L'éducation artistique est déjà en soi une étrange façon de désigner ce qui touche à l'apprentissage de la liberté elle-même. Comment accompagner les regards et les gestes de ceux à qui l'on refuse le soutien décisif de la lumière des mots ? Comment faire accéder à la surabondance du visible sur la parole et à la surabondance de la parole face au visible quand le visible est déserté par la parole ? L'apprentissage de l'excès n'est pas un travail d'expert en éducation et de savant en art. Ce n'est pas davantage une pédagogie exercée par des artistes partageant l'espace des maîtres d'école. C'est un accompagnement entre les générations sur le chemin des angoisses de chacun et sur celui des plaisirs partagés. C'est une offre des moyens expressifs, jamais une forme d'expression. Sur ce chemin, nul ne précède celui qu'il conduit, c'est une veille de la présence qui laisse agir, qui sécurise par la seule force de la reconnaissance.
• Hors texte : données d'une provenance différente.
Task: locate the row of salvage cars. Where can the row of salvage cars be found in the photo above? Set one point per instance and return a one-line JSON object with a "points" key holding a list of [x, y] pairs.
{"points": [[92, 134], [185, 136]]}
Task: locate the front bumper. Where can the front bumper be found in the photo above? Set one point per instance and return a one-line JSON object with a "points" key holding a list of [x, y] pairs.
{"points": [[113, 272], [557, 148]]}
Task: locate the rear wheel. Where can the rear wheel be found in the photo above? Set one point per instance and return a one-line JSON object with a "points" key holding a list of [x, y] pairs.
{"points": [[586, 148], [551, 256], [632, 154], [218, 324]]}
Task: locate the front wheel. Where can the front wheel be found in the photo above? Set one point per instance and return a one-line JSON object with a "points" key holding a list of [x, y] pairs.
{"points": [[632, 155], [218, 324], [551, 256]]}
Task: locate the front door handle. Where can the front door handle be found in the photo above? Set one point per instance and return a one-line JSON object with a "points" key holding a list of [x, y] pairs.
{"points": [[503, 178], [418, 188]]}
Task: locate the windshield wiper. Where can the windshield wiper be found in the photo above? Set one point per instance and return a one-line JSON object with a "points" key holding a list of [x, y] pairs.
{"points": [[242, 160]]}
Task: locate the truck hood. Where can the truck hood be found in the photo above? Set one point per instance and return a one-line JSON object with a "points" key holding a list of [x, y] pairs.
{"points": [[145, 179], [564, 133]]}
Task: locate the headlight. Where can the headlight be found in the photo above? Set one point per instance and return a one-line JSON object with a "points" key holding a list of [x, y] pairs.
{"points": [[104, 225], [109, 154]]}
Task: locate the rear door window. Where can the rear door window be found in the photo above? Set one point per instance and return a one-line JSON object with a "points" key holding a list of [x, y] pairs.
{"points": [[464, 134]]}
Celui qui offre reçoit, celui qui reçoit excède ce qu'on lui offre. Sans cette transmission propre à l'accompagnement du spectateur, où se joue la question de l'autorité dans la transmission, les images resteront des objets comme les autres dans un environnement signalétique auquel chacun se soumet à un pouvoir pour assurer son identité et son appartenance sécurisante à un groupe."

Marie-José Mondzain

Homo spectator

Bayard, pages 131 à 134

COMMENTAIRE:

On trouvera sans doute que ces remarques ne tiennent pas trop compte des efforts "d'accompagnement" que beaucoup d'enseignants déploient pour faire de cette "éducation" autre chose qu'un type de conditionnement aux valeurs imposées de notre société. Michel de Certeau que nous aimons à citer nous a jadis bien éclairé sur cette capacité que nous avons à inventer malgré tout notre quotidien, en déjouant par toutes sortes de tactiques la grande stratégie d'asservissement des divers pouvoirs qui pèsent sur nous.

Il n'en reste pas moins vrai que Marie-José Mondzain nous oblige à réfléchir à la manière dont l'éducation qui vise, en principe, à l'émancipation de Sujets à la liberté desquels elle affirme qu'elle travaille, peut n'aboutir du fait de certaines de ses pratiques qu'à une forme insidieuse, pour ne pas dire pour certains, sournoise, de castration.